The label on my bottle advises that this is from Cask No. 1204. The whisky is bottled at 46%, and is non-chill filtered. Furthermore, no spirit caramel has been added, resulting in a very light coloured whisky, but ensuring the full, naked flavour of the whisky can be appreciated. To the seasoned malt connoisseur, these three factors are immediate positives.
The first note on the nose was butter. The peat was evident, but it was cloaked in a buttery sweetness. A tiny splash of water revealed some candied citrus. On the palate, the initial flavours suggested fruitcake, with white pepper adding some heat & spice. But the depth is thin, and a diesel-like, eucalyptus note soon rose to the fore. The finish was warming, and the heat increased in a crescendo, peaked, then trailed away to leave some bitter sensations, reminiscent of both cocoa & apple seeds. Score: 6.8
Some comments? Well, I admit I was disappointed. Despite some promising initial flutters, and even though the peat was evident on the nose and palate, it didn’t bite and grab the tastebuds in quite the usual fashion. The palate was thin & struck me as possibly being a tad one-dimensional, offering little complexity. It tasted young, and no doubt it is. However, clearly the potential is there, and I suspect that if it could be bottled at 8 to 10 years old, it might prove to be an impressive malt.
Perhaps this all comes across as a bit too negative. Was it pleasant? Yes. Would I drink it again? Yes, indeed. As an Australian malt, it holds its own, and would serve well as an aperitif whisky. And offering a peated version is a nice acknowledgement from Bakery Hill to the many peatophiles that grace our shores. Furthermore, whist I have not tasted the other expressions for this review, I tasted the prototypes of the Bakery Hill Classic Malt and Double Wood expressions at the 2003 Malt Whisky Convention in Canberra, and they were – by some distance – the best Antipodean malts on offer.
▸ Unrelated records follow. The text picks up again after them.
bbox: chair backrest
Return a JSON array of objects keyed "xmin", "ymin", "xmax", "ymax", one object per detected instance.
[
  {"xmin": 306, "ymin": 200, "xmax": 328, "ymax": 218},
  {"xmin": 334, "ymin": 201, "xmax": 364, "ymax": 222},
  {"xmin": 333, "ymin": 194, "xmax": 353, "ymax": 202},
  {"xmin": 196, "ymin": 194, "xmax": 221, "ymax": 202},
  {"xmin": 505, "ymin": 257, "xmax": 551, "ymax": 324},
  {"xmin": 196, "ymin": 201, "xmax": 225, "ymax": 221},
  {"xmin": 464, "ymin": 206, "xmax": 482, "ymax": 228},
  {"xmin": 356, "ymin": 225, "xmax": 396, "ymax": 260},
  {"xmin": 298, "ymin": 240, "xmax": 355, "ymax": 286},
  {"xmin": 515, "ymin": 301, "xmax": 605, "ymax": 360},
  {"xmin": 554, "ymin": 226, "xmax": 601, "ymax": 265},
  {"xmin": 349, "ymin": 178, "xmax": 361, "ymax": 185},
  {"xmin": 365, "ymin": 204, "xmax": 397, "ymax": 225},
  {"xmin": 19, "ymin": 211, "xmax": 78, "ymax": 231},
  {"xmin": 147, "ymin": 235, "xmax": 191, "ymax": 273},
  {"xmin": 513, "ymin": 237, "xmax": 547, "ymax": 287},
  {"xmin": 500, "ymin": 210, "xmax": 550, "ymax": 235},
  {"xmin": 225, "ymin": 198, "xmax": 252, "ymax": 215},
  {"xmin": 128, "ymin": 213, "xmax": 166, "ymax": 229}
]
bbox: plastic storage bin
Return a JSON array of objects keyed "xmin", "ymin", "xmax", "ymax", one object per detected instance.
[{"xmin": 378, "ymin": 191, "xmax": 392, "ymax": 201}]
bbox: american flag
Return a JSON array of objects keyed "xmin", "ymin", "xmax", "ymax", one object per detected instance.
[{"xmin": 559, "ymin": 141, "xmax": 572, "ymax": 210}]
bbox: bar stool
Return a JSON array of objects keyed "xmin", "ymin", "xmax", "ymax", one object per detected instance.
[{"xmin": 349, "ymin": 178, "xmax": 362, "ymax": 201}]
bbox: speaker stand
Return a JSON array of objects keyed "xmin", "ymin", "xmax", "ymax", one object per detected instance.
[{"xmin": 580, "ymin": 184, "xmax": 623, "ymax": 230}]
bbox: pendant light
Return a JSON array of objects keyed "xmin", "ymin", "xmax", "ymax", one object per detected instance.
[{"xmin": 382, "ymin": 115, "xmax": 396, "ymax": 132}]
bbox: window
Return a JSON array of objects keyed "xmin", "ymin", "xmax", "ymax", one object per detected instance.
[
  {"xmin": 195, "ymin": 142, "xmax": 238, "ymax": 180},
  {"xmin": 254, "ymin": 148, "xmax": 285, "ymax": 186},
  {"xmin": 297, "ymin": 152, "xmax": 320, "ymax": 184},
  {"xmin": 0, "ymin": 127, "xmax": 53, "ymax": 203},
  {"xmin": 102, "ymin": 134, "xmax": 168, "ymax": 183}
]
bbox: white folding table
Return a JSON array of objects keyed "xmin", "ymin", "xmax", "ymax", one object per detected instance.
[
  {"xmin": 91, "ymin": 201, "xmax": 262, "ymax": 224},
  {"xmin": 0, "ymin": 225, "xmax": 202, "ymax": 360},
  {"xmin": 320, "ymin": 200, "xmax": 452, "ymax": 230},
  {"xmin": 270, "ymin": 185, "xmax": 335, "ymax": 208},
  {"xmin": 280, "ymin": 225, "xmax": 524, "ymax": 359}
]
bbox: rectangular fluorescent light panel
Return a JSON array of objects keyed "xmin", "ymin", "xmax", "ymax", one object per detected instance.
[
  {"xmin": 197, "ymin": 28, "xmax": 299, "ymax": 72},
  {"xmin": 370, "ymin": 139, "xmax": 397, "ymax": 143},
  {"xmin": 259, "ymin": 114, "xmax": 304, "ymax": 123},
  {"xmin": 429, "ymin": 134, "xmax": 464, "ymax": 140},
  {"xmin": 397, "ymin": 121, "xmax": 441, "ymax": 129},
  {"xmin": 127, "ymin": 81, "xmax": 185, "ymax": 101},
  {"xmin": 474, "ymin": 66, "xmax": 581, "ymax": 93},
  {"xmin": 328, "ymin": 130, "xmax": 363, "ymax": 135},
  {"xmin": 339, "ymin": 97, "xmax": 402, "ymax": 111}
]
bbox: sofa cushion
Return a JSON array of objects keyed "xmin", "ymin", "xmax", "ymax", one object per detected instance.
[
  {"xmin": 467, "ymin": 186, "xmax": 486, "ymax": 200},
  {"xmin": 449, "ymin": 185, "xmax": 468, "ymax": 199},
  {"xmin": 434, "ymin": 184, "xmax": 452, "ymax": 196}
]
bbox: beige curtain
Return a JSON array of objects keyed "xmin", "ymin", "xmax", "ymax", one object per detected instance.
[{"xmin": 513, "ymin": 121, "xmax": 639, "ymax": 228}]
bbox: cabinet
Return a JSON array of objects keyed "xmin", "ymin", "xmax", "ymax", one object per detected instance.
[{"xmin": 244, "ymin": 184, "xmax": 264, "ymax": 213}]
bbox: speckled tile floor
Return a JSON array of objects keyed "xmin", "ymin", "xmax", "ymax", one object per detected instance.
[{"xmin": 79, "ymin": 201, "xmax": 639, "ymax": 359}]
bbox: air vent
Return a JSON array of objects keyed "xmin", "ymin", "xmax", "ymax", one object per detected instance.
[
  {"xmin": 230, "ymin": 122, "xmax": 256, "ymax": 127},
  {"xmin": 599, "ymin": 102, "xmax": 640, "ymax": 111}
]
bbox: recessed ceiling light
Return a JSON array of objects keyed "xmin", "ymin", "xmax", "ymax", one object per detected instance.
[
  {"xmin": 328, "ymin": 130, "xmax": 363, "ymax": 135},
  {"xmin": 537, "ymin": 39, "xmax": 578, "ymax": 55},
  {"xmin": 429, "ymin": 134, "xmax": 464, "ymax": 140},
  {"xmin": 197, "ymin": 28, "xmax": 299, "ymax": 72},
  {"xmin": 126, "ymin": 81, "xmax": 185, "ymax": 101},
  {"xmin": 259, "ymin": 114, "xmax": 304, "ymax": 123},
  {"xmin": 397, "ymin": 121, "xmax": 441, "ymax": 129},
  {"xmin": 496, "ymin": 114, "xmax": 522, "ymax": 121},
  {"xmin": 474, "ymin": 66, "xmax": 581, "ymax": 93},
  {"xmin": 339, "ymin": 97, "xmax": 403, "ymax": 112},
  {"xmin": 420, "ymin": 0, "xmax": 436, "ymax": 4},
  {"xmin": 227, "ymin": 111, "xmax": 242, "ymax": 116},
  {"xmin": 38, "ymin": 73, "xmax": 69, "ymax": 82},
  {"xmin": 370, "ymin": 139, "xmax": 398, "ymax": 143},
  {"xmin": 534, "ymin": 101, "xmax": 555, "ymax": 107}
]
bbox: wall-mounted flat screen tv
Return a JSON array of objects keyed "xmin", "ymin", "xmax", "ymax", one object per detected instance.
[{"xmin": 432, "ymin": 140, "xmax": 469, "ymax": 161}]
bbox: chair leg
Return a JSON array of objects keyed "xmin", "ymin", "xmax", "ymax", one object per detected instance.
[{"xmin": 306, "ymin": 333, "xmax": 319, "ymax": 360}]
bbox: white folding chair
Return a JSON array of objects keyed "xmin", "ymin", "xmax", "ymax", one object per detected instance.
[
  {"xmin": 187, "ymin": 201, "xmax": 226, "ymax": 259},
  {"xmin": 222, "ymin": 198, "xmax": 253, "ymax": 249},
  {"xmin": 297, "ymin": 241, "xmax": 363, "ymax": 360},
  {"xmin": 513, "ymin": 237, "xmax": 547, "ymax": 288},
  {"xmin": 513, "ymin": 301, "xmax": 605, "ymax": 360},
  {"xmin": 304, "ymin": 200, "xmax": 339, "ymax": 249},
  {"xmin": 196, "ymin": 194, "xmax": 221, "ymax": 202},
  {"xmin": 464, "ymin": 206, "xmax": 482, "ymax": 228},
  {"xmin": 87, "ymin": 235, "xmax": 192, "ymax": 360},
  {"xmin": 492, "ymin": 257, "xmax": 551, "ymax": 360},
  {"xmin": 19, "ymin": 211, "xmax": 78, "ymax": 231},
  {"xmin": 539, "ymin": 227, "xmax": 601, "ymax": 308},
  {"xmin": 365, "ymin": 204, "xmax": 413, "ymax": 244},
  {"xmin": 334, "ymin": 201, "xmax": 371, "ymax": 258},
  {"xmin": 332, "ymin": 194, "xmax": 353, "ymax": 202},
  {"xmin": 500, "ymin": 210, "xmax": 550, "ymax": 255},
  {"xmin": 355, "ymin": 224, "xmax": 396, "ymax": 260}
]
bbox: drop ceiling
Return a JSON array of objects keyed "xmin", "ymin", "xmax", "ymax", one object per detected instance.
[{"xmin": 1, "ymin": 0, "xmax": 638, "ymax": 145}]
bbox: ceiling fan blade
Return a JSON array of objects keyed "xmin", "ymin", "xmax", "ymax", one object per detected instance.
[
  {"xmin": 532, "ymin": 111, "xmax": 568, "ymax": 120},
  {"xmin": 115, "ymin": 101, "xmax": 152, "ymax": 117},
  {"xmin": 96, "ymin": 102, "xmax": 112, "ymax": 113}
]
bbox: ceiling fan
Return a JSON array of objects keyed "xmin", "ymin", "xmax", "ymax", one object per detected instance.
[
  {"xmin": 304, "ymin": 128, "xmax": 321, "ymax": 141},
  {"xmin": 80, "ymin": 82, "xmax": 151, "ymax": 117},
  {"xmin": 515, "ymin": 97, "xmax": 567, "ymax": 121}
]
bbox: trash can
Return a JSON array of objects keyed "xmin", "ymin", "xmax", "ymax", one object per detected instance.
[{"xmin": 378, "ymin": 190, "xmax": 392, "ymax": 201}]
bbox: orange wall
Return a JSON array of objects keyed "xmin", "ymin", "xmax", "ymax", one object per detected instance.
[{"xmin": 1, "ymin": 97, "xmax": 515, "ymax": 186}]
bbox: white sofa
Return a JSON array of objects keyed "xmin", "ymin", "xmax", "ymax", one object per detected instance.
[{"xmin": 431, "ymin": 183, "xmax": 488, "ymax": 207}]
As for cost, the Bakery Hill bottling demonstrates where the Australian industry struggles. Production runs are small, and the relative scales are not economical. $80 for a 500ml bottle of whisky barely more than 3 years old does not seem good value, especially considering the same amount of money can buy a 700ml bottle of 16 year old Lagavulin – one of the finest single malt scotches on the market. Still, what cost do you put on national pride? Buy Australian, and invest in our local whisky industry!